Desde noviembre del 2014, varias jóvenes feministas comenzaron a convocar a asambleas en diversos puntos de Londres, Leeds, Nottingham, Bristol para pensar qué hacer ante las políticas de austeridad y los recortes que David Cameron, y hoy Theresa May, impulsan. Muchas de estas sisters, ya tenían experiencias previas de activismo o estudios universitarios en temas de género, decolonización y feminismos.

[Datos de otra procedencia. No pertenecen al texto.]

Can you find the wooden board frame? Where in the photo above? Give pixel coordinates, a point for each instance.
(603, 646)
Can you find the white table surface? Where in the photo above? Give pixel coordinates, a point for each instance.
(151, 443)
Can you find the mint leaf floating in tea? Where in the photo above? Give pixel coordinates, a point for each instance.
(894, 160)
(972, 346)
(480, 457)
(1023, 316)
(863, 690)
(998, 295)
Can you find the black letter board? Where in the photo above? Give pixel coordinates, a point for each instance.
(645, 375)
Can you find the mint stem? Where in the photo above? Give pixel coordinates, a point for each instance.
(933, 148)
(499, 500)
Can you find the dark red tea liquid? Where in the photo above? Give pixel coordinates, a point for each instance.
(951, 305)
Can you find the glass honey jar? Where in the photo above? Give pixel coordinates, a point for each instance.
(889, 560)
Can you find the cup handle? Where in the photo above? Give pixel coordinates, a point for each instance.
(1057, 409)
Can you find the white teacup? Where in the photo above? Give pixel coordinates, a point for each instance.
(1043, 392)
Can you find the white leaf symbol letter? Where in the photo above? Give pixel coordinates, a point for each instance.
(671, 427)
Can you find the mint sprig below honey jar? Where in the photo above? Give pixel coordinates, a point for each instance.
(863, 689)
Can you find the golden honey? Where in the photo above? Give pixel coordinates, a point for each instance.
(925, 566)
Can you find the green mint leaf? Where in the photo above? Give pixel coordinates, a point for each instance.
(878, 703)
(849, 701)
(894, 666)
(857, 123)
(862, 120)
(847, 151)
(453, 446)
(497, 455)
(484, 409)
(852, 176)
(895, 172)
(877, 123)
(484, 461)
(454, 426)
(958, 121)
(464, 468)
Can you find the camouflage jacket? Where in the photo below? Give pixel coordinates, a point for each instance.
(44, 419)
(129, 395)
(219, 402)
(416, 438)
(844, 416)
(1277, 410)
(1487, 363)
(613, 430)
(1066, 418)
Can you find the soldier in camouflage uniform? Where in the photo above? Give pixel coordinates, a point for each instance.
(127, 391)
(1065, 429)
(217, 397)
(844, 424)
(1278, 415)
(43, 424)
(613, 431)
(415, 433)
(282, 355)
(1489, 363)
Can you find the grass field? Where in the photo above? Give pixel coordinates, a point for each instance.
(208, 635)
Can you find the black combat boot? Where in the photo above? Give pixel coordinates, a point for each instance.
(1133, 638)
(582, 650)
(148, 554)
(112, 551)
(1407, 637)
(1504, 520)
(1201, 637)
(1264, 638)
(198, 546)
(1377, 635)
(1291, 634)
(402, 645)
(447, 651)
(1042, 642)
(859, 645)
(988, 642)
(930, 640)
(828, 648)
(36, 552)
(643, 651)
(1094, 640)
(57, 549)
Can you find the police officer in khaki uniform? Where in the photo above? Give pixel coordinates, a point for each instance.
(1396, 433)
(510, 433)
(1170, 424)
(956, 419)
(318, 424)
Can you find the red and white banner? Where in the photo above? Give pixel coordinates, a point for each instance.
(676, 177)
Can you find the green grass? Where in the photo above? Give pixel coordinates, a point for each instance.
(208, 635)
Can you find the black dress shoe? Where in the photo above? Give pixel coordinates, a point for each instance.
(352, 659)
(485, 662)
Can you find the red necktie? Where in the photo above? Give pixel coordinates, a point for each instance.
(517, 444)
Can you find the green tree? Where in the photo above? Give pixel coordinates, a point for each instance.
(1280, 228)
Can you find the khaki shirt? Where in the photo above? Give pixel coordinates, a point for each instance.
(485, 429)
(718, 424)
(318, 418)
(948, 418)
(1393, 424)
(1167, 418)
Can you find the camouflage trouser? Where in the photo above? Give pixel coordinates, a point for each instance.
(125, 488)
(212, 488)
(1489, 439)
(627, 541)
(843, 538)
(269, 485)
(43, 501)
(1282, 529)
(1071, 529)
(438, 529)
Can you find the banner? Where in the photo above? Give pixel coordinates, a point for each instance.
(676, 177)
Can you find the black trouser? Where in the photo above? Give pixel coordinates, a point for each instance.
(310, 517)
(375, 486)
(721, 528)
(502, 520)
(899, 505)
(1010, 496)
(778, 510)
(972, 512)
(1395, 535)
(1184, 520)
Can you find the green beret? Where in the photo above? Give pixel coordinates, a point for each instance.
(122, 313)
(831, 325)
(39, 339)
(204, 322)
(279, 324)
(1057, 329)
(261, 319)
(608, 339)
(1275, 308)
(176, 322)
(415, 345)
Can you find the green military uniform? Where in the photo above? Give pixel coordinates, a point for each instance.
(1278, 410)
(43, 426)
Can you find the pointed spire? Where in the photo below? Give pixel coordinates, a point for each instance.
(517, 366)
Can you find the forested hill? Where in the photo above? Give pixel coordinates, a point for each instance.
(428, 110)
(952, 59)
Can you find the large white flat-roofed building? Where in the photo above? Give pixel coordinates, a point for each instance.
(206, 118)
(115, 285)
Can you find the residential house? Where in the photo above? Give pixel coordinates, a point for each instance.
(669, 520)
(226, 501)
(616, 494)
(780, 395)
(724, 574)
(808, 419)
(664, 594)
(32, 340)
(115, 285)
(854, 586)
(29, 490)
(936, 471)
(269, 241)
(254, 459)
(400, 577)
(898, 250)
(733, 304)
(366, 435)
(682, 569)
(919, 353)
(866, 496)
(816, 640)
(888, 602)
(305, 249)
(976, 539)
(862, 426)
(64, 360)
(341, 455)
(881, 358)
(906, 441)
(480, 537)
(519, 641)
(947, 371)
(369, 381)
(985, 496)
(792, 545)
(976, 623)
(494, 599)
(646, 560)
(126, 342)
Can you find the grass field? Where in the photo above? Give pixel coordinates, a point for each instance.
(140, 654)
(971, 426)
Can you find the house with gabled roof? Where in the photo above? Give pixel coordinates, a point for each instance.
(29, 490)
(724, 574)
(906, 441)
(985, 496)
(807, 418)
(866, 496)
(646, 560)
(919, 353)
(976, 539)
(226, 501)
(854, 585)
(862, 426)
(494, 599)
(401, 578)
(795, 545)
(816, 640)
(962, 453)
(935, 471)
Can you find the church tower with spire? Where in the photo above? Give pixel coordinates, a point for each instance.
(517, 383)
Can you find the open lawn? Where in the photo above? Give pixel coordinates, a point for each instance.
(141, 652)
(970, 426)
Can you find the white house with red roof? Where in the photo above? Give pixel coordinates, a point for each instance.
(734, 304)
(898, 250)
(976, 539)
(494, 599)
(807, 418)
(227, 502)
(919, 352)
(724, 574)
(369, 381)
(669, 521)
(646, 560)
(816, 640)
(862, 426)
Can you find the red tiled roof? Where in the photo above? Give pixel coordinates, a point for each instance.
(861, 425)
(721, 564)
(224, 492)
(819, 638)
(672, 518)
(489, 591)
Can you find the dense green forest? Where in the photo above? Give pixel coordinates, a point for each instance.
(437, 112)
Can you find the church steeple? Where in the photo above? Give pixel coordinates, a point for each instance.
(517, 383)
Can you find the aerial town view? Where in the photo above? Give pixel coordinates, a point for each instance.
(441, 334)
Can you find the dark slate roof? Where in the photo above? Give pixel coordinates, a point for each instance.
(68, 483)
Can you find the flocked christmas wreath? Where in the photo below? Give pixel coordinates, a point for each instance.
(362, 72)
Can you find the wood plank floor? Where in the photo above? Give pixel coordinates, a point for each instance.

Este país tiene un grave problema que no atiende: la violencia doméstica es fuerte y profunda en mujeres migrantes, refugiadas, de minorías étnicas y mujeres trans, intersexuales y cisexuales. 1 de cada 4 mujeres vive a lo largo de su vida, violencia doméstica, y 2 de cada 3 mujeres mueren a manos de su pareja o los perpetradores son los hombres de su familia. A esa realidad estructural, se suman las violaciones sexuales, mutilaciones genitales a niñas (aunque están prohibidas en Reino Unido y Gales, en muchas comunidades con esa ‘tradición’ la practican fuera de la ley), matrimonios infantiles y/o matrimonios forzados; profundas violencias a las mujeres de color, o de segunda generación (que sus padres fueron migrantes, refugiados o no nacidos en Reino Unido) que hoy movilizan, tanto a organizaciones que trabajan con sus propias comunidades atendiendo esas problemáticas, o colectivos como Sisters Uncut.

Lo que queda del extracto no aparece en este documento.